New Project of St. Pölten UAS Develops Analysis Tools for Biomedicine and Journalism
The volume and complexity of available data are increasing rapidly. For fields such as biomedicine and journalism, this means new possibilities for technological progress and economic success. However, methods to analyse these data cannot always keep up with the sheer growth of data. Visual Analytics (VA) is an upcoming research field that addresses this challenge.
The goal of the project SEVA – Self-Explanatory Visual Analytics for Data-Driven Insight Discovery of the St. Pölten UAS’ Institute of Creative\Media/Technologies is to assist users in getting to know new tools for visual data analysis faster. More specifically, the focus is on the application areas of data journalism and biomedical research.
Learning to Understand Data
By means of this project, the researchers are trying to develop methods to find their way around visual analysis systems more quickly. These so-called “onboarding methods” should generated semi-automatically. The focus is on the users whose experience and understanding of visual data analysis tools for large and complex datasets are to be improved.
“The purpose of onboarding methods is to help users understand data visualisations and automated analysis algorithms, thereby exploiting the possibilities of available instruments”, explains Wolfgang Aigner, head of the project and of the Institute of Creative\Media/Technologies at the St. Pölten UAS.
“We notice with our customers that the data as well as the research questions are extremely complex and that simple visualisations fail to provide insights. In order to operate and understand more complex visualisations, however, our users need integrated and light-weight ‘onboarding methods’. The knowledge gained from the SEVA project helps us make progress in this respect”, says Dominic Girardi from datavisyn.

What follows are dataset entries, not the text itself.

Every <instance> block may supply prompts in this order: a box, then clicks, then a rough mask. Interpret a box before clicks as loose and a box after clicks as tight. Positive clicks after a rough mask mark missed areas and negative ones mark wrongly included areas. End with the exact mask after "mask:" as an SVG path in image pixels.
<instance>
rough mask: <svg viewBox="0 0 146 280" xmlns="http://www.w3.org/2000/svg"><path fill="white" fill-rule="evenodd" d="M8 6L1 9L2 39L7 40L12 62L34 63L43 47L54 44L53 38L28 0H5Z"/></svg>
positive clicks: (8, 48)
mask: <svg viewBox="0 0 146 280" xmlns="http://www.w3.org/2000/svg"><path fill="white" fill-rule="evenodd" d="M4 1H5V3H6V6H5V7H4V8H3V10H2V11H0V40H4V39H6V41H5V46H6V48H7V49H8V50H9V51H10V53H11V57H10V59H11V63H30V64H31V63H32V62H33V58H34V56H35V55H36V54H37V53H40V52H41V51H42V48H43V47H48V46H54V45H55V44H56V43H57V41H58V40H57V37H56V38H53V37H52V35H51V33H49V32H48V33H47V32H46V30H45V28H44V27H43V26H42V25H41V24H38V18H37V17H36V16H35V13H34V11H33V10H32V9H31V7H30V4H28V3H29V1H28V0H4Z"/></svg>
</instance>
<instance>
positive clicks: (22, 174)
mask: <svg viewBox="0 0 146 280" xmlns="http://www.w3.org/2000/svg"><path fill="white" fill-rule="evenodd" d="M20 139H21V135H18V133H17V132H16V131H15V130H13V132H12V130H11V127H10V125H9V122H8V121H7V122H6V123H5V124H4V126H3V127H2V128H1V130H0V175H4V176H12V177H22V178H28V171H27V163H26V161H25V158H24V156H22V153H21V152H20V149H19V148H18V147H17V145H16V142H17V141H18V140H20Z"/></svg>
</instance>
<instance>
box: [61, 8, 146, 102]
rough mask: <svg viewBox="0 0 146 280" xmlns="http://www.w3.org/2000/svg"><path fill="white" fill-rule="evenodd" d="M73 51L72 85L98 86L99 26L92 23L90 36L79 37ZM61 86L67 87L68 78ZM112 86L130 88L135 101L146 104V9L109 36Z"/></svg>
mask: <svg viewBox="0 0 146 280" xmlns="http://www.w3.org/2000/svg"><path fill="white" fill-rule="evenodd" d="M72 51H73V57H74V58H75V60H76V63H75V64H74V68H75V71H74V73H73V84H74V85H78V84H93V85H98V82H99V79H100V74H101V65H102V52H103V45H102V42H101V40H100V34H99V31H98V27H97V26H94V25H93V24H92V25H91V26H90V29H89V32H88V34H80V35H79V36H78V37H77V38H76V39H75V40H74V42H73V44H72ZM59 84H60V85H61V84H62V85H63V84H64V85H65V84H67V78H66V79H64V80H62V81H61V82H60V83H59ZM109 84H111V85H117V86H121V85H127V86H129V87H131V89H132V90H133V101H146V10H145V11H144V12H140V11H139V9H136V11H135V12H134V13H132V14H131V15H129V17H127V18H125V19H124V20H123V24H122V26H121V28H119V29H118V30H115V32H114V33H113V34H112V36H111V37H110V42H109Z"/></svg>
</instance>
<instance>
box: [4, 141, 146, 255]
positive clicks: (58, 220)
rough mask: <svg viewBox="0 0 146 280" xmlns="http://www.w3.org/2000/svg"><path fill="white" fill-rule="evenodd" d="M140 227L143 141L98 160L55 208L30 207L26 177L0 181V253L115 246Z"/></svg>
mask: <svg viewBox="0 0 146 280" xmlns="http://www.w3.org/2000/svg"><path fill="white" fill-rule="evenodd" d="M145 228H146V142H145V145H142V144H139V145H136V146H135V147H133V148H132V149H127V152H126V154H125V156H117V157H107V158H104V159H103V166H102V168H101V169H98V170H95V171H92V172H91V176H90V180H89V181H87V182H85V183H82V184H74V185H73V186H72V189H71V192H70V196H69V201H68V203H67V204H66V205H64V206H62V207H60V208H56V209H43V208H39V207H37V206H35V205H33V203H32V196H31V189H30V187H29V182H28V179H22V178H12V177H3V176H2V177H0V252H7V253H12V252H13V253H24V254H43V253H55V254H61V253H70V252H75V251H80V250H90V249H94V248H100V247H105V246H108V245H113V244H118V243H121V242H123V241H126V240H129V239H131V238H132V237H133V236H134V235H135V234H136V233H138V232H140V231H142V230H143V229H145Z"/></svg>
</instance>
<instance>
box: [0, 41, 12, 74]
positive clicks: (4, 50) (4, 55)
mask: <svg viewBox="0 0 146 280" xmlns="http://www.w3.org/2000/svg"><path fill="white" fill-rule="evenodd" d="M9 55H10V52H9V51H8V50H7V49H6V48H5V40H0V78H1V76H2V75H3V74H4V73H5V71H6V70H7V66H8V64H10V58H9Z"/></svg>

Focus on the Users’ Perspective
The research team conducted interviews with journalists, molecular biologists, and chemists in order to achieve detailed user analyses. This analysis of the collected data is currently in progress.
“Our interviews with data journalists and trainers of data journalism in the German-speaking area and the results of our online survey clearly show how diverse and multifaceted this field including the data histories, visualisations, and analyses are”, explains Eva Goldgruber from FH JOANNEUM.
“The ‘Drahtwarenhandlung’ develops data-based content for various media companies on a regular basis. One of the requirements for this – apart from close collaboration with the respective journalists – is that the involved persons have solid competencies in the field of visual data analysis. Thanks to the tools and knowledge from the SEVA project, the initial hurdle will be much lower in the future”, emphasises Stefan Emrich from Landsiedl Popper OG.
Experiments and First Results
Another focus of the researchers was on visualisation experiments to illuminate approaches to visualisation onboarding from the users’ perspective. Both TU Wien and FH JOANNEUM carried out studies in this respect. The data derived from these experiments are currently being evaluated. In qualitative experiments, traditional tutorials were compared to “scrollytelling” – a technique that has users scroll through a linear action on a one-pager – with the purpose of integrating them into the visualisation. The results showed that the participants preferred scrollytelling.
The Project SEVA
With the project SEVA, researchers of the St. Pölten University of Applied Sciences – together with TU Wien, FH JOANNEUM, Landsiedl Popper OG, and datasyn – strive to support journalists and biomedical experts in analysing data.